He added that WeWork had been paying the most for space and charging the least to its users, putting pricing pressure on demand.
“We have lost deals to customers in the last 12 to 18 months [because] they were paying less than WeWork was paying for the real estate itself,” he said. “Regardless of what happens — meaning how many locations they close or not close — we think we're going to get back to a more rational pricing model."
When WeWork filed its IPO prospectus back in August, its voluminous losses — some $1.9B last year, and $700M in the first half of this year — and the fact it expected to lose money for "the foreseeable future” sparked a wave of criticism.
“[WeWork] was somewhat of a cynical approach to extracting capital and not so much an approach to serving businesses and serving customers — it got what it got,” Serendipity Labs CEO John Arenas said. Serendipity Labs primarily uses licensing agreements and management contracts, he said. “When you see $10B, $15B of capital for one company in an industry that was only a $5B industry, you know something's going to break.”

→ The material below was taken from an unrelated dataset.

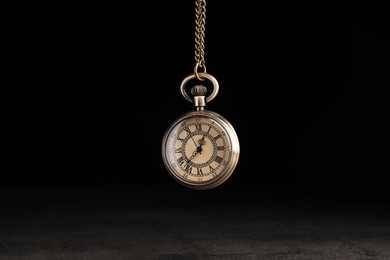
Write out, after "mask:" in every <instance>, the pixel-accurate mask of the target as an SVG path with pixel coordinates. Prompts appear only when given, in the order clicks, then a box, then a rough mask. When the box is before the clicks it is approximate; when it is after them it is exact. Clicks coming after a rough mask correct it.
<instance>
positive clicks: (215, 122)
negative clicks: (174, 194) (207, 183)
mask: <svg viewBox="0 0 390 260" xmlns="http://www.w3.org/2000/svg"><path fill="white" fill-rule="evenodd" d="M165 156H166V158H165V160H166V162H165V163H166V166H167V167H168V169H169V170H170V172H171V173H172V174H173V175H174V177H175V178H177V179H179V180H181V181H182V182H184V183H187V184H190V185H191V184H192V185H201V184H206V183H210V182H214V181H217V180H218V179H219V178H221V177H222V176H223V175H224V174H225V172H226V168H227V166H228V165H229V162H230V160H231V140H230V138H229V134H227V132H226V130H225V128H224V127H223V126H222V125H221V124H220V123H219V122H218V121H216V120H214V119H212V118H210V117H208V116H202V115H195V116H191V117H187V118H184V119H182V120H181V121H179V122H177V123H176V124H175V125H174V126H173V127H172V128H171V129H170V130H169V132H168V133H167V136H166V144H165Z"/></svg>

Panelists were quick to stress their steady-as-she-goes approach to profitability. Convene’s Simonetti said his company had taken 93 deals to its investment committee last year, and 11 were approved.

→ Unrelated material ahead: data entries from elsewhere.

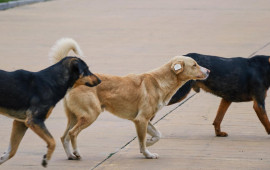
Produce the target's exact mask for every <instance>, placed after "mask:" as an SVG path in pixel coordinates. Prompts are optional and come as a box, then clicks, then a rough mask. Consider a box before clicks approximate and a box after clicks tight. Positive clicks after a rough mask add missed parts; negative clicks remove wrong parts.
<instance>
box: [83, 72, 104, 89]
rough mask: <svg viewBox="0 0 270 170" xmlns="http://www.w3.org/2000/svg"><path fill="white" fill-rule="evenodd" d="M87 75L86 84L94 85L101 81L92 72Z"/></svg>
mask: <svg viewBox="0 0 270 170" xmlns="http://www.w3.org/2000/svg"><path fill="white" fill-rule="evenodd" d="M88 77H89V81H88V82H86V83H85V85H86V86H89V87H94V86H97V85H98V84H100V83H101V80H100V79H99V78H98V77H97V76H96V75H94V74H92V75H90V76H88Z"/></svg>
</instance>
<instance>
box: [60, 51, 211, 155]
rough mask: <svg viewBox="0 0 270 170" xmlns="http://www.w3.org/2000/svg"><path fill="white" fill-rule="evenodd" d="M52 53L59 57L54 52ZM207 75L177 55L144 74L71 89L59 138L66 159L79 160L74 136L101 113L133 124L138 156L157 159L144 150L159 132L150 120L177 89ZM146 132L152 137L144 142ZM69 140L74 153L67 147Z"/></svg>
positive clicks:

Meanwhile, FORA CEO Enrico Sanna, whose coworking firm does not yet have space in the U.S. but is active in London, said last year his company looked at 100 deals, but ultimately only did three.

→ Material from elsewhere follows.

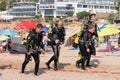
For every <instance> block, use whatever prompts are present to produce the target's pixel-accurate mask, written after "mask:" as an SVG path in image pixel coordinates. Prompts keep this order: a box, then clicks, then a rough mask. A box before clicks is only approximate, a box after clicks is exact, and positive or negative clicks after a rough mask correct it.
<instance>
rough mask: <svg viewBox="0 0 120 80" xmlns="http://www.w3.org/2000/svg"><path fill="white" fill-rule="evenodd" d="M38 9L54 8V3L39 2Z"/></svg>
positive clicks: (55, 6)
mask: <svg viewBox="0 0 120 80" xmlns="http://www.w3.org/2000/svg"><path fill="white" fill-rule="evenodd" d="M39 8H40V9H56V6H55V4H40V7H39Z"/></svg>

“Growth for growth’s sake makes no sense to me whatsoever,” he said.
Coworking firm Industrious — which was not represented at the event — raised $80M in August and said at the time it would be profitable by next year.
"I think one of the big things that has changed with WeWork is there's not a proliferation of leases and somewhat of a land-grab going on right now," said Andrew Kupiec, the CEO of Hana, CBRE’s flexible office business that it launched last year. "There is a bit of a pause as people figure out what's the next step here. And that's allowing conversations to happen with landlords, with occupiers, to get a rational way to expand."
Questions about the impact of a WeWork pullback in markets like New York City and London remain. Multiple potential WeWork lease deals in New York City are said to be canceled or frozen, and many in London are now in jeopardy as WeWork reviews its expansion there, Bloomberg reported earlier this month.
FORA's Sanna believes that leasing markets likely wouldn't be affected if WeWork begins putting space back on the market, but it does impact the tone of the conversation.
“[It’s the] stability conversation, which has an effect on all of us, really. I don’t think you can say you are fully isolated from a landlord calling you [and saying] ‘If WeWork did it to me, why won’t you do it to me?’” he said, though he added each firm is different. "The WeWork story is a WeWork story, it’s not a story about everybody else.”